I wasn't planning on doing another column, but sometimes, things come to your attention, and you get that motivation. Earlier today, I was browsing Twitter, and I saw a column about the independent women's wrestling scene. It was suggested that I give it a read, so I did, and I had so much to say about it, I figured it would make for a better column than a long series of 140-character tweets. Before I move along, I'm going to link everyone to the column in question. I want you all to take some time out to read it, and then come back here to read my response, or some of the things I say won't make much sense. Here's the column..

A Londoner's Eye: Is There Too Much Women's Wrestling Now?

Now, allow me to say that the original column is about the women's wrestling scene, and while most of my responses will be, as well, they can easily be used to discuss the indy scene, as a whole, so those of you with no knowledge or desire to know about the women's scene can still follow along. Alright, let's go.

I was actually thinking about something like this a few days ago. With all of these new women's promotions popping up here and there, I started thinking about how much bigger that portion of the industry is getting, and how much bigger it could get in the future if these newer promotions are successful.

Now, if you're going simply by the title of the column alone.. no, there isn't too much women's wrestling now. However, ending it there wouldn't exactly make for an entertaining column, so allow me to explain a little more in-depth.

You have to start by looking at the top women's promotions out there. You have SHIMMER, which means you now have to include their sister promotion, SHINE. You have Women's Superstars Uncensored. You have Northern Championship Wrestling Femmes Fatales. There are many others, but I'll focus on those for now.

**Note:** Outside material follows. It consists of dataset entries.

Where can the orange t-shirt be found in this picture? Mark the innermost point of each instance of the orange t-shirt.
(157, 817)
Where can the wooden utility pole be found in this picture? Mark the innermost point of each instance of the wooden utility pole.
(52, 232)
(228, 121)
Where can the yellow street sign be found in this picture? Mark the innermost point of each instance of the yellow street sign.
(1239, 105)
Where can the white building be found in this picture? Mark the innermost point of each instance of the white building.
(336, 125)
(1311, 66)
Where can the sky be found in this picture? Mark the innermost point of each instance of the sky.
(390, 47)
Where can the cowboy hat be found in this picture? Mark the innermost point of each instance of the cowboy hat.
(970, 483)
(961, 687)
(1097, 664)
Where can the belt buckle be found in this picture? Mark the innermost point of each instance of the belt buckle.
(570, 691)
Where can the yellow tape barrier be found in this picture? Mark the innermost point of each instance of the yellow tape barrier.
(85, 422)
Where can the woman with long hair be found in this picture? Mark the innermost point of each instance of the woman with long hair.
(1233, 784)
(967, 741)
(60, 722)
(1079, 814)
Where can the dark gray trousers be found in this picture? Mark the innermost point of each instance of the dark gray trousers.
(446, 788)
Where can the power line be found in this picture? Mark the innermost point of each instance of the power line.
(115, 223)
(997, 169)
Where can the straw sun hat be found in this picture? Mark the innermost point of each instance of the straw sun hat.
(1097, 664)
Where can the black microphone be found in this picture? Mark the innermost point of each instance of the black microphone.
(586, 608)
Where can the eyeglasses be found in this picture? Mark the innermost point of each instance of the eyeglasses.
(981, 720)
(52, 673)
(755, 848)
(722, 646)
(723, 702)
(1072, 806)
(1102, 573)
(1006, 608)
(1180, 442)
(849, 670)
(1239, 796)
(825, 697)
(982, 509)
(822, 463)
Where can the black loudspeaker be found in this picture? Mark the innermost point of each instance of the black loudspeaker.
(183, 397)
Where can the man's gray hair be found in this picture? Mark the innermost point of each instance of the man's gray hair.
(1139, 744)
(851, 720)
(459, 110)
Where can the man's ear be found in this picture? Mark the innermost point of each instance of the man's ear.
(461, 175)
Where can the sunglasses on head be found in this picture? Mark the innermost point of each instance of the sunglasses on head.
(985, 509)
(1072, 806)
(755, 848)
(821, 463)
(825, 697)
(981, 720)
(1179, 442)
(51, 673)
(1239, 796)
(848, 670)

- SHIMMER runs shows exclusively in Berwyn, Illinois (except for one show in Inverness, Florida five years ago)
- SHINE will be running exclusively in Ybor City, Florida
- WSU is running their shows exclusively in New York and New Jersey
- NCW:FF is running their shows in Montreal, Quebec, Canada

The main thing you'll notice about those last four lines is the exclusivity of the promotions. They aren't doing shows in city after city after city. These promotions generally aren't big enough, and therefore aren't pulling in enough money, to travel all over creation to do shows. It's a lot smarter business strategy for them to stay in one place and work out a fan base there. That opens the door for more promotions to open up in different parts of the country. For example, with SHIMMER only running in Illinois, you don't have many options if you want to watch them if you live in, say, Florida. That's where SHINE comes in. Now you can watch them without having to travel all the way to Illinois. What if you live in New York/New Jersey and would like to see some exciting women's wrestling action, but don't want to (or don't have the funds to) travel to Illinois or Florida? WSU is right there for you to watch. This goes on and on and on. With more of these promotions popping up, more and more people are basically being catered to for their fix of women's wrestling. Of course there are going to be people that travel. Maybe your promotion of choice isn't the one that is closest to your residence. Maybe there's a woman or a match on a card that you can't see in your "local" promotion, for one reason or another. That's fine. I understand that. I'm talking about the majority of wrestling fans, though. The ones that aren't going to go to a wrestling show more than an hour or two away by car unless it's something like a WWE pay-per-view.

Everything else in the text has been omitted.